Misyonumuz
İnsanlık, Hz. Adem’den (a.s.) itibaren İlahi buyruklara muhatap olmuş; Allah (c.c.), vahiyle donatarak görevlendirdiği Peygamberler vasıtasıyla insanlara ebedi saadetin yolunu öğretmiştir.
Peygamberler, “Tebliğ” ile sorumlu oldukları İlahi emirleri kendi hayatlarına tatbik ederek iman edenler için örnek alınması gereken hayat modelleri ortaya koymuşlardır.
Peygamberlerin vefatından sonra “Tebliğ” vazifesini, yeni bir peygamber üstlenmiş; peygamberler arasındaki Fetret Devri diye adlandırılan boşluk dönemlerinde ise, bizzat o devrin peygamberinin terbiyesinden geçip hayat ilkelerini birinci ağızdan öğrenme imkanı bulan ve o peygamberin en yakın arkadaş ve dostları olan alimler yerine getirmişlerdir. En çok bilinenler olması hasebiyle, Hz. İsa’nın (a.s.) Havarileri ve Son Peygamber Hz. Muhammed (s.a.s.) efendimizin Kutlu Sahabeleri bunun en güzel iki örneğidir.
Hz. Muhammed’ den (s.a.s.) sonra yeni bir peygamber gelmeyeceği bizzat Kur’an-ı Kerim’de açıklanmış; “………Muhammed Allah’ın elçisi ve peygamberlerin sonuncusudur. Allah her şeyi hakkıyla bilir”[1] mealindeki Ayet-i Kerime ile konu tartışmaya kapatılmıştır.

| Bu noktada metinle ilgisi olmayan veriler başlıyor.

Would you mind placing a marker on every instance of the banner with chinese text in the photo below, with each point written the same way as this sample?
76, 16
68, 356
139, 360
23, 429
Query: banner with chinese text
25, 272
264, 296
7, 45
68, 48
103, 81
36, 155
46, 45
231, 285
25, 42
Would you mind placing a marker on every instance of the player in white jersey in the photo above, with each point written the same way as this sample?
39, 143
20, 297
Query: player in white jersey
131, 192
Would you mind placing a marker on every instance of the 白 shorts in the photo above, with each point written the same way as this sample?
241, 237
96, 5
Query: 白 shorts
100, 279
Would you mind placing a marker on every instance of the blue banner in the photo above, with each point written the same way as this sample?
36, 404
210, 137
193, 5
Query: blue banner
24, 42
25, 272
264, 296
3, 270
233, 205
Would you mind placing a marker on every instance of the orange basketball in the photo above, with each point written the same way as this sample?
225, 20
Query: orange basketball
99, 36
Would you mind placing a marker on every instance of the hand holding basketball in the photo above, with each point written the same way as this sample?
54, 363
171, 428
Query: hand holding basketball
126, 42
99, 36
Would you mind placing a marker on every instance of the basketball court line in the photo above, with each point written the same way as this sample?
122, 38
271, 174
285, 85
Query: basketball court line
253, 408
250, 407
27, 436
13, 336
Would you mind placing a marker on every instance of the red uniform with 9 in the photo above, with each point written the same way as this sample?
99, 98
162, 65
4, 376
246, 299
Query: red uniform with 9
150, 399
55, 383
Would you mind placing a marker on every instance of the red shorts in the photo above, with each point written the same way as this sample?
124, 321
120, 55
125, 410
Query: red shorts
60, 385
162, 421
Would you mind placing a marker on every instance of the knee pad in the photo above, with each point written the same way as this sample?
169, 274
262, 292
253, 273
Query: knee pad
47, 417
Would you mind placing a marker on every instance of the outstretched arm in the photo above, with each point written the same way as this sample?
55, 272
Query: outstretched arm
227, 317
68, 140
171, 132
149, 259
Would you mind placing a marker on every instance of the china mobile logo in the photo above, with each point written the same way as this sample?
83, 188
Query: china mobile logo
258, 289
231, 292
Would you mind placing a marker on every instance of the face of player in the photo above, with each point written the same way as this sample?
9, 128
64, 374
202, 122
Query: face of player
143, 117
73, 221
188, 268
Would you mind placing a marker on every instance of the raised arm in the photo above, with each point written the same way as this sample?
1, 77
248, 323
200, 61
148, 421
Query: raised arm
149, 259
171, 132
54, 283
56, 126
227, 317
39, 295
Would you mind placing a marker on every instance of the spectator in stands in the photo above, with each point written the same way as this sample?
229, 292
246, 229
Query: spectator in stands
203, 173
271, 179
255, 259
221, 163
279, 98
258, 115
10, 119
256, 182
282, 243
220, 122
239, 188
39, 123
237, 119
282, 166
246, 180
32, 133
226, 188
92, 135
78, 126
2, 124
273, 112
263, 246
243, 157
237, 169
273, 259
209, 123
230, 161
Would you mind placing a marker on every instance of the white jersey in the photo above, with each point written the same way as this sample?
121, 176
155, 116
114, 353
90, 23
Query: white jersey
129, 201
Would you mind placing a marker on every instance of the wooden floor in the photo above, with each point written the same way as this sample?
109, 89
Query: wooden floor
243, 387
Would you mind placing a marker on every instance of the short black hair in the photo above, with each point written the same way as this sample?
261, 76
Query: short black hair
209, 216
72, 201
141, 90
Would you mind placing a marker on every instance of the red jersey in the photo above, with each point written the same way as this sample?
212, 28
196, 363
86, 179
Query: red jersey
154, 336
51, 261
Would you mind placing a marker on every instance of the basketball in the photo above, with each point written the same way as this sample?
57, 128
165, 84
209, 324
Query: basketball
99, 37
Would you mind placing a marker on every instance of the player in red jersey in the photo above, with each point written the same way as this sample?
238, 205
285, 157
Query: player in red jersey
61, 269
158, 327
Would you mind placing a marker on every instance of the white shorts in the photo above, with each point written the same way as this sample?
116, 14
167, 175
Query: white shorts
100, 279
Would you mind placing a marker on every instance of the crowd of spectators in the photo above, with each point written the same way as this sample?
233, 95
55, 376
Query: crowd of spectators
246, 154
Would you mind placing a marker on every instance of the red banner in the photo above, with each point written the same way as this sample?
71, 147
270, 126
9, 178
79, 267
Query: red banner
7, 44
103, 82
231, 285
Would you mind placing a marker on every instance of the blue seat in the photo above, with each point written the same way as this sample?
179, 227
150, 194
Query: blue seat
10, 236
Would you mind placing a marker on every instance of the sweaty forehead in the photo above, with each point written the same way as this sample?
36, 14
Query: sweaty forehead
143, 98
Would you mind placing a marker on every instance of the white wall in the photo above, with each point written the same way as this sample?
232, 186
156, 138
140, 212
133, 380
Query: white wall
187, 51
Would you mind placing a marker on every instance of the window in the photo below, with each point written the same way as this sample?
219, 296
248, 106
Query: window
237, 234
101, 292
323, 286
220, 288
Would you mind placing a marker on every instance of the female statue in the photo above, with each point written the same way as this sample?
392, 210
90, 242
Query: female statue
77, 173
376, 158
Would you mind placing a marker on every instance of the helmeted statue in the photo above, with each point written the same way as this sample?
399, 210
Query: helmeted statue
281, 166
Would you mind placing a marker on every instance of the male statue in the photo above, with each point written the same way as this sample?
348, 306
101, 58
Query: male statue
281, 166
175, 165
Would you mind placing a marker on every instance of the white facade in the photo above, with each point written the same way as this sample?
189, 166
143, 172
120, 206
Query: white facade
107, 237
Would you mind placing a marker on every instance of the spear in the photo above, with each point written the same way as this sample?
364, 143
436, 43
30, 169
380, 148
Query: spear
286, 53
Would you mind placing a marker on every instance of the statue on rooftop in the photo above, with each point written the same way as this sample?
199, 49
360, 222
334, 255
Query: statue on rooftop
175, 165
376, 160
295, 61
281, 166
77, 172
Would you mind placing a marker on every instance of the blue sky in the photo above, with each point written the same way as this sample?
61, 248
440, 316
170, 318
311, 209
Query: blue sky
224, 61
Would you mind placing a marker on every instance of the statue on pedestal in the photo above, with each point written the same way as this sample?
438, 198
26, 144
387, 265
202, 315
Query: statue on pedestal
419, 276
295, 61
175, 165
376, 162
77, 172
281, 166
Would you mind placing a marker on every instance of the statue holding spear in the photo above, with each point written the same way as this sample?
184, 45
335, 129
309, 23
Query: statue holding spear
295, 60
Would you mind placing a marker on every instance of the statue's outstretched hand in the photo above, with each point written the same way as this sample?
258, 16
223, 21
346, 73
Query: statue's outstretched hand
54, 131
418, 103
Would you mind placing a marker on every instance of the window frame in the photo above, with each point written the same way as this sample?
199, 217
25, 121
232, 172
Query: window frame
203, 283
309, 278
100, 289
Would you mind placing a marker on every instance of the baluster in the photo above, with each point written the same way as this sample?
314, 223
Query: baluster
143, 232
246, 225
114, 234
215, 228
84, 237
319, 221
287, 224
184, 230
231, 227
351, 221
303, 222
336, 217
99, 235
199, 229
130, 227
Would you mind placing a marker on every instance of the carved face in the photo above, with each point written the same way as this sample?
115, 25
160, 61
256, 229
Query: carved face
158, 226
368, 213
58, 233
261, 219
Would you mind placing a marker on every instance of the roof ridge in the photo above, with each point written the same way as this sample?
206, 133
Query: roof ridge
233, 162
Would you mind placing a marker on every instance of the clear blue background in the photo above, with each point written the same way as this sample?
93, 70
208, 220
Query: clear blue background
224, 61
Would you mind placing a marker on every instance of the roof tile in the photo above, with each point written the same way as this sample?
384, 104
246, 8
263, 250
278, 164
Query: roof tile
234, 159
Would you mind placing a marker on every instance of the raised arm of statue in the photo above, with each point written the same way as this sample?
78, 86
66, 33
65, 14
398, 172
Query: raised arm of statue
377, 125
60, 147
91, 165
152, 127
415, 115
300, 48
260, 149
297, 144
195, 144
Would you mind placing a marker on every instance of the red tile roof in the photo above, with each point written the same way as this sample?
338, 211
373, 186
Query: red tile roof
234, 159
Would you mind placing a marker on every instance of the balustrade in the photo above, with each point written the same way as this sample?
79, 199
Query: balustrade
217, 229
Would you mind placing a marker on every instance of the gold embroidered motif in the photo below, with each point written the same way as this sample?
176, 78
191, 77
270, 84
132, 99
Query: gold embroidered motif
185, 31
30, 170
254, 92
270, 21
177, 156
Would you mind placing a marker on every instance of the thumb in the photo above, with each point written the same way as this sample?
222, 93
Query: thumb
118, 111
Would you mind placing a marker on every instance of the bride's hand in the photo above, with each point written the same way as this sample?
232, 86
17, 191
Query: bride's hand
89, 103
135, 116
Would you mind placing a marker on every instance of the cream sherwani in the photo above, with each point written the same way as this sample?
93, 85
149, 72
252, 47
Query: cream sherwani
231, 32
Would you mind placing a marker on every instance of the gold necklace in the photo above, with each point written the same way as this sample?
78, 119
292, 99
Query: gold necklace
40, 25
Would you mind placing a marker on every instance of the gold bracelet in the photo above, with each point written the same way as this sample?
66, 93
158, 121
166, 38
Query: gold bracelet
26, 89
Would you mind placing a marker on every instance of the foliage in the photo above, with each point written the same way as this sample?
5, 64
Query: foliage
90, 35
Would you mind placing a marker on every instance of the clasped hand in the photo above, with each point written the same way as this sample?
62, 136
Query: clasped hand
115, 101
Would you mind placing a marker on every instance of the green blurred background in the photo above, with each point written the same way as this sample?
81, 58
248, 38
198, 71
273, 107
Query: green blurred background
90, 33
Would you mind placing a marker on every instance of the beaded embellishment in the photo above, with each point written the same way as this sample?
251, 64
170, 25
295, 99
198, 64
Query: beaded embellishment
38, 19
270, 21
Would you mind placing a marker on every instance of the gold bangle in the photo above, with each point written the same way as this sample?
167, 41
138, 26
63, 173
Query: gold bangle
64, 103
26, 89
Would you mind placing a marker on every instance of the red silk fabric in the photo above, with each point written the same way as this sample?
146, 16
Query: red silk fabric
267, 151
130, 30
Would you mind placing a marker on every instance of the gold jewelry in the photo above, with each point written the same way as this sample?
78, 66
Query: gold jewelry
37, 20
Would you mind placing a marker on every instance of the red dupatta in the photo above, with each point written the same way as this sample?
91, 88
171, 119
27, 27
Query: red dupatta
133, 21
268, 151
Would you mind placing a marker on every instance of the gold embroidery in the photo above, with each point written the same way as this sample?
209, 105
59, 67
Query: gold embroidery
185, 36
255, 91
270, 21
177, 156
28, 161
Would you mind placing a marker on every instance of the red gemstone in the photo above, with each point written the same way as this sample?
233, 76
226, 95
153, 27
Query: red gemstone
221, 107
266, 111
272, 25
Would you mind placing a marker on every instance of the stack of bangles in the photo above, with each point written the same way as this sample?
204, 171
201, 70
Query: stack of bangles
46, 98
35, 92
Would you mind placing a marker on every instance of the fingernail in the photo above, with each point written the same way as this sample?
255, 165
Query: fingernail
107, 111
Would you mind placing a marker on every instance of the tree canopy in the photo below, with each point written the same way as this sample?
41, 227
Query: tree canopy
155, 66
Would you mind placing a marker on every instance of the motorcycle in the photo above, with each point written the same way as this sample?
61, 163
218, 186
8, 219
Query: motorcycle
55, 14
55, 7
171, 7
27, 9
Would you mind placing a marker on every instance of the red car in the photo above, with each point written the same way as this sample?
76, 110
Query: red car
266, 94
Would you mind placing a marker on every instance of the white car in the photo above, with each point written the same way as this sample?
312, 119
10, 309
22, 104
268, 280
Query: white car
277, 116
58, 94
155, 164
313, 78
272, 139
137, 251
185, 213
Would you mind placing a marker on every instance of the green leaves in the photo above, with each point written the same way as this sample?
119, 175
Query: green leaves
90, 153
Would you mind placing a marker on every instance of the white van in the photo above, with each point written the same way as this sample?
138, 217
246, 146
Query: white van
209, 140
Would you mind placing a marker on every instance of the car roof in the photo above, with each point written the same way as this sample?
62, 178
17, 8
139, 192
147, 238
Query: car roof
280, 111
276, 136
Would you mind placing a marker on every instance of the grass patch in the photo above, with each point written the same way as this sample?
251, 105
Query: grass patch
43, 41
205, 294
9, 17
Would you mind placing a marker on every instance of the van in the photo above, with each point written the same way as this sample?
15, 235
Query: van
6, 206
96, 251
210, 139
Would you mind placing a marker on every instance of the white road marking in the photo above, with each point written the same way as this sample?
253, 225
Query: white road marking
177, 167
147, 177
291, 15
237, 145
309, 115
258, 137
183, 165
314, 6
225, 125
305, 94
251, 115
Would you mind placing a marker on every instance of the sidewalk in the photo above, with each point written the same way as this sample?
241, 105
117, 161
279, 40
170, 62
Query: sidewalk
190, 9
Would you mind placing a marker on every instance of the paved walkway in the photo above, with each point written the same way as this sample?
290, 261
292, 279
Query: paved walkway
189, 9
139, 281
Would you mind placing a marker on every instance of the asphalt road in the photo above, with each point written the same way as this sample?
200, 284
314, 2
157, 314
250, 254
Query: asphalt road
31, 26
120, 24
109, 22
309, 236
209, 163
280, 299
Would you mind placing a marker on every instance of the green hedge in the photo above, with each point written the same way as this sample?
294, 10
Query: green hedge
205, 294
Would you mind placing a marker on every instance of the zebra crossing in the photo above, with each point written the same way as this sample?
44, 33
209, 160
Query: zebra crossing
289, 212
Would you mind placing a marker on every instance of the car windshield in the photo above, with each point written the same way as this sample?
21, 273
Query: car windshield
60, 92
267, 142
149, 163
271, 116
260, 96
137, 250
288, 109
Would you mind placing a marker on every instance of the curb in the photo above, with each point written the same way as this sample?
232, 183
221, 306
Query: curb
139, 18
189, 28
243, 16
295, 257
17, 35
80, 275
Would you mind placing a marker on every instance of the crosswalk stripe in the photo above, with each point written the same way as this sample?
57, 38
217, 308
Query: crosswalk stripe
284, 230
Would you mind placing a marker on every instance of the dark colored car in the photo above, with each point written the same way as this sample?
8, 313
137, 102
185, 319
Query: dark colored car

Bizzat Cenab-ı Hakk’ın iltifatı ve Vahyin direkt muhatabı olarak şüphe yoktur ki insanların en faziletlileri Peygamberlerdir. Peygamber olmayan bir insan, tüm hayatını bir saniye boşluk bırakmaksızın ibadetle geçirse bile, hiçbir şekilde Peygamber derecesine ulaşması mümkün değildir. Bununla birlikte “İlahi Buyruklar”, Peygamberler vefat ettikten sonra da hayat bulmaya devam etmiş; kıyamet gününe kadar da devam edecektir.
Resulullah efendimiz (aleyhi’ssalatü ve’sselam), hayattayken Ashab-ı Kiram’ı, neredeyse tüm sahih kaynaklarda zikredilen “İnsanların en hayırlıları benim asrımda yaşayanlardır. Sonra bunları takip edenlerdir, sonra da bunları takip edenlerdir”[2] buyurarak müjdelemiş ve onların yüce değerini ortaya koymuştur.
Bu kutlu müjdeden de anlaşılacağı üzere; hem peygamber ahlakının temsili, hem de Tebliğ vazifesinin ifası açısından, bizleri hayran bırakacak bir liyakat örneği ortaya koymuşlardır.
Hadis-i Şerif’ten anlaşıldığına göre “en hayırlılar” sıralamasında, Sahabeden sonra Tabiin, onlardan sonra ise Tabiini takip eden dönemdeki nesil bu müjdeden nasiplerini almışlardır.
Böyle bir çalışmanın ortaya çıkmasının ilham kaynağı olan “Mehmet Ali Ersoy Hocaefendi”; sevenlerinin verdiği bilinen sıfatıyla “Ali Hoca”, ekranların ve sosyal medyanın şöhretinden uzak; ancak kendisini tanıyıp sevenlerin kalplerinde mümtaz bir yer edinmiş; hayattayken bile hep hayırla yad edilmiştir.
Kur’an-ı Kerim’i sadece ezberleyip zihnine nakşetmekle kalmamış;
-Gece gündüz dilinden düşürmemesi
– İslami İlimlerdeki devasa ilmi derinliğiyle Kur’anı anlamaya gayreti
– Onu öğretme heyecanı
– Kur’an Ahlakıyla ahlaklanma ve Sünnetin İhyası’nı gaye edinen örnek hayatı
– Hem Kur’an öğretimi; hem de sosyal hayattaki gıbta edilen Nebevi Üslubu
Ve sadırları doldurup satırlara sığmayan (gönülleri doldurup satırlarla ifade etmenin zor olduğu) sayısız iyilik ve örnekliği ile, vefatından sonra bile bizlere dersler vermeye devam etmektedir.
Ebu Hureyre’den (r.a.) rivayet edildiğine göre Rasulullah (s.a.s) şöyle buyurdu:
“İnsanoğlu öldüğü zaman, bütün amellerinin sevabı da sona erer. Şu üç şey bundan müstesnadır: Sadaka-i câriye, istifade edilen ilim, kendisine dua eden hayırlı evlat”[1]
Sadaka-i Cariye, kısaca, herkesin istifadesine açık bir hayır yapmaktır.
Hem Sadaka-i Cariye’leri ile, hem öğrettiği ilim, hem de kendisi için hayır dua eden sayısız insanlarla Muhterem Hocamızın amel defterinin, kıyamete kadar sevaplara açık olacağına inanıyoruz.